What separates a great data scientist from a good one?

Sucheta Jawalkar
6 min readApr 15, 2021

Good Data Scientist: Python, R, SQL, engineering skills, Spark + longer list of technical skills

Great Data Scientist: Subset of the above + Empathy, Tailored communication, Active Listening, Adaptability

The skills to level yourself up from a good data scientist to a great one can be learned with practice, and I describe four ways that can help. For each of the four examples, my work with undergraduates helped me enormously.

Your stories and experiences may be different from mine, but you may recognize common themes. Perhaps the model and metrics looked great to you but the stakeholder was unconvinced; or there was organizational pushback to putting your model in production; or there were engineering constraints you had not taken into account and you felt like you wasted work or there was a lot of rework, etc.

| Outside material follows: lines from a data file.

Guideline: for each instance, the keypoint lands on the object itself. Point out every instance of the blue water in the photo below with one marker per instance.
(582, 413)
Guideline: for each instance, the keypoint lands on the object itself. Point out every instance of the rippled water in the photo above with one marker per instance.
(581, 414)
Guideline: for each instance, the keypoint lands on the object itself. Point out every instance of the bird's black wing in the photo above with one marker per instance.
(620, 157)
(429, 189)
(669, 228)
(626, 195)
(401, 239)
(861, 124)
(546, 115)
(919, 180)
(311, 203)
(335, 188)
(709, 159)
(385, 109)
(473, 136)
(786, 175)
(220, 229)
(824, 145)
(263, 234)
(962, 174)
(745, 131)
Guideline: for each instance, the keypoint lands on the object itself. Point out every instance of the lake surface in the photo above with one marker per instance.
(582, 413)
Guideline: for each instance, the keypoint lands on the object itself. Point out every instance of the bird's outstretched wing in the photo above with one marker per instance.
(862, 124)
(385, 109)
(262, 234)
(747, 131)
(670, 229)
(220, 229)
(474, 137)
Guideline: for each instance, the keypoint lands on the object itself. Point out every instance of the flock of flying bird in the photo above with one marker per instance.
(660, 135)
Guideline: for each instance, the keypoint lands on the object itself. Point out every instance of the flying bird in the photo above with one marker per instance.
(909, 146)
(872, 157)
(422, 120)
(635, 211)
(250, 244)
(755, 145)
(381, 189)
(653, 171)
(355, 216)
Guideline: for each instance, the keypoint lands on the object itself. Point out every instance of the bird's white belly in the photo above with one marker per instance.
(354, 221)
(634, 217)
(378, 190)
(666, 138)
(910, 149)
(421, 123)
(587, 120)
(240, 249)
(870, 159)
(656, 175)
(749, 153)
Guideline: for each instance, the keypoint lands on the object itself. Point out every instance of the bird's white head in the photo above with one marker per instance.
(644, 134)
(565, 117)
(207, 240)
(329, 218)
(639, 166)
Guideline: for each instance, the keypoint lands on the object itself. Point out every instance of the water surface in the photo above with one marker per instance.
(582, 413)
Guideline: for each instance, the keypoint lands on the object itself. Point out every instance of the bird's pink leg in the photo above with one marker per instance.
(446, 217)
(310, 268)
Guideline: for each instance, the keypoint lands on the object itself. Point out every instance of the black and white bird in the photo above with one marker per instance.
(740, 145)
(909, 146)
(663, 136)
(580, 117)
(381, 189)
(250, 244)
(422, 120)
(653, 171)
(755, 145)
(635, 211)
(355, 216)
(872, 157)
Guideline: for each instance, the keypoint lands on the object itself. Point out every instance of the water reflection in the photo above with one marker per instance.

A key thing to keep in mind before moving forward — similar to technical skills, building up your people skills is an investment in yourself and does take time and effort. This is worth it!

1. Show, not tell

There is nothing more demoralizing for a professor than a student who regularly sleeps in your class which starts at 11:30 a.m. This happened to me and I was determined to keep this person awake and hopefully teach them something. Determined and prepared, I ceremoniously filled a rusty, metal bucket with water, tied the bucket handle to a rope and then spun the bucket over my head to demonstrate the centripetal force. I had the rapt attention of over 60 Gen-Xers all waiting for their professor to be doused by a bucketful of water. Once everyone was properly awake, it was a lot easier to introduce involved calculus.

The skill to capture and maintain interest from a stake holder has been key in my Data Science career. This skill has helped me tailor my language, gauge my audience and demonstrate concrete examples of use cases without losing my audience in the technical jargon of a model.

Work your way through the The Craft of Scientific Presentations: Critical Steps to Succeed and Critical Errors to Avoid by Michael Alley. This is a completely practical guide and has some great pointers on tailoring to an audience.

Screenshot of the Table of Contents from the The Craft of Scientific Presentations by Michael Alley — https://www.amazon.com/Craft-Scientific-Presentations-Critical-Succeed/dp/0387955550

2. Managing expectations and creating transparency

Setting up murky grading expectations generally invites the wrath of a class-full of 19 year olds and does not lead to good learning outcomes. I learned early on as an undergraduate instructor the importance of setting expectations early and often. It was much easier to communicate information at a regular cadence — three times a week, every week, fully knowing that deadlines could move if a health situation came up or there were other extenuating circumstances.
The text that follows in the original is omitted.